Chi ci dice, poi, che questa donna non sia vittima di un racket, tale e quale quello che organizza la prostituzione e che quindi, seppure mossa dal bisogno, non lo faccia volontariamente?
La questione “etica”, che alcuni politici sbandierano come una clava, dove riposa? Nell’atto in sé di offrire il proprio grembo per un figlio che non sarà il tuo, oppure nel trasformare quello che, in fin dei conti, si potrebbe intendere anche come un “dono”, un gesto anche di amore, in una operazione mercificante il corpo femminile? Insomma, è l’atto in sé che non va bene oppure il tipo di volontà che lo attua?
Del resto, c’è chi teme o auspica un futuro non troppo lontano in cui la questione verrà risolta dalla realizzazione di uteri artificiali in cui far sviluppare l’embrione, una sorta di incubatrice funzionante fin dall’inizio e non a metà gestazione, capace, magari, di ricreare stimoli di natura materna (è di pochi giorni fa la realizzazione di una incubatrice tradizionale in cui il prematuro può avvertire la voce della mamma registrata in precedenza).
Vi è poi la questione affettiva. Un individuo di chi è figlio, di chi lo tiene in grembo per nove mesi e lo partorisce oppure di chi lo accudisce, di chi si prende cura di lui dal momento della nascita? Per non parlare della spinosa questione etico-giuridica in merito al valore dell’ovulo fecondato e del grembo in cui far sviluppare l’embrione, quale delle due entità ha maggiore diritto di proclamarsi genitore del concepito? Sono questioni molto complicate.
Sono tutte domande che ciascuno di noi deve porsi per cogliere al meglio quali sono i nodi della questione.
Alcuni insistono su di una regolamentazione internazionale che garantisca, il più possibile, che dietro la pratica dell’utero in affitto non vi siano operazioni commerciali e vi siano delle precise garanzie per il nascituro e per la partoriente. Tuttavia credo che la questione di fondo sia che la maternità surrogata più che un gesto d'amore somigli troppo ad un gesto di egoismo: volere un figlio a tutti i costi, pure 'ordinandolo' conto terzi finisce per somigliare alla china che la nostra società dell'opulenza e dei consumi ha preso in ogni campo dell'agire umano, a cominciare, appunto, da quello dell'etica.

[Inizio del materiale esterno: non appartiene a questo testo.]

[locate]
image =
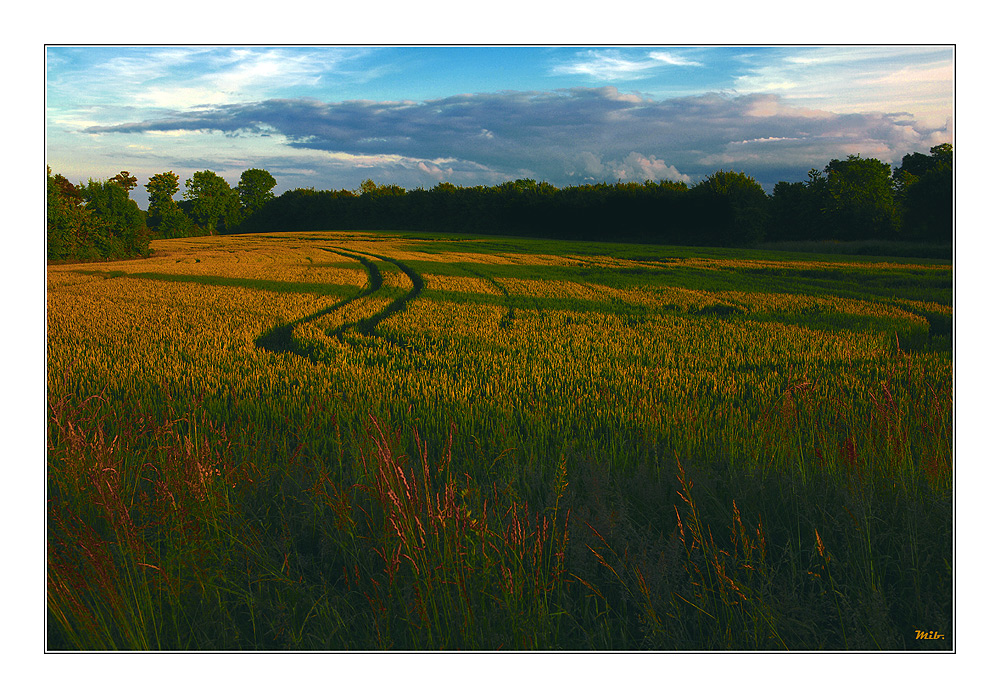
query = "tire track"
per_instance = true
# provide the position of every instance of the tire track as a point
(366, 326)
(279, 339)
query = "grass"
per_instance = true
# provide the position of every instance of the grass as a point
(501, 445)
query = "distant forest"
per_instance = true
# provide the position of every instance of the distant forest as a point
(852, 199)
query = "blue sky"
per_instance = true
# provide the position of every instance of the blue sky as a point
(331, 116)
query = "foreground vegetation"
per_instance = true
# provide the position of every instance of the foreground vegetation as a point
(346, 441)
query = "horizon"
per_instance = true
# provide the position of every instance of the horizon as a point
(330, 117)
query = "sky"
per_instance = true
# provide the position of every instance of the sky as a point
(330, 117)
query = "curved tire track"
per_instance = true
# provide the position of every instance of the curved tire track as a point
(279, 339)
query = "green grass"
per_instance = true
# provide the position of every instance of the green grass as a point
(647, 476)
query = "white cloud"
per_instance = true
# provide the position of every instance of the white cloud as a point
(612, 65)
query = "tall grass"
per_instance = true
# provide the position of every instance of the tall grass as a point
(557, 465)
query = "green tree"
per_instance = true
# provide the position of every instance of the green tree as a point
(116, 225)
(925, 191)
(164, 215)
(738, 206)
(858, 199)
(67, 222)
(214, 204)
(125, 181)
(254, 190)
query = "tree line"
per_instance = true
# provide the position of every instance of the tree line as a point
(99, 220)
(851, 199)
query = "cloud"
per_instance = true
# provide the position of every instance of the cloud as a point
(612, 65)
(562, 136)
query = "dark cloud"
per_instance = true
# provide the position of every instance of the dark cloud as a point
(565, 136)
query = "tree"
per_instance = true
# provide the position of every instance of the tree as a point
(164, 215)
(926, 197)
(254, 190)
(115, 225)
(214, 204)
(858, 199)
(66, 219)
(125, 181)
(735, 206)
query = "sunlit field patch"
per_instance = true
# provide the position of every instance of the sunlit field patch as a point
(337, 440)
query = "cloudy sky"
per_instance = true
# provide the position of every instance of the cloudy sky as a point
(330, 117)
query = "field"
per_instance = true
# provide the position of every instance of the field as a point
(317, 441)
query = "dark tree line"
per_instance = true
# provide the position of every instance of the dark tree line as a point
(99, 220)
(852, 199)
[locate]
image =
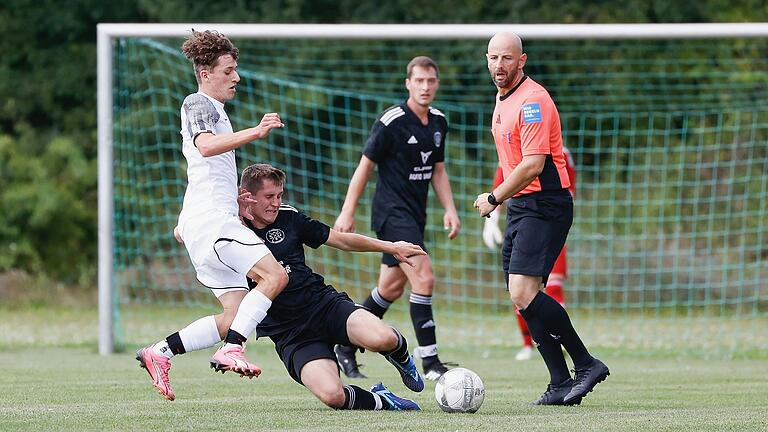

Non c'è da scandalizzarsi più di tanto poiché il consumismo incide anche e soprattutto sulla sfera emozionale: 'desideri ergo ottieni' è lo slogan che fa andare avanti il mondo globalizzato. E questo, forse, associato al tema così delicato della maternità e della paternità assume un colorito sinistro.
In ogni caso, è necessario che ll tema rimanga comunque oggetto di confronto, laddove esso rientra nella grande questione, scottante oggi come non mai, del rapporto fra capacità tecnologica e limiti etici della scienza. I muri non servono a nulla il dialogo invece può illuminare tutti.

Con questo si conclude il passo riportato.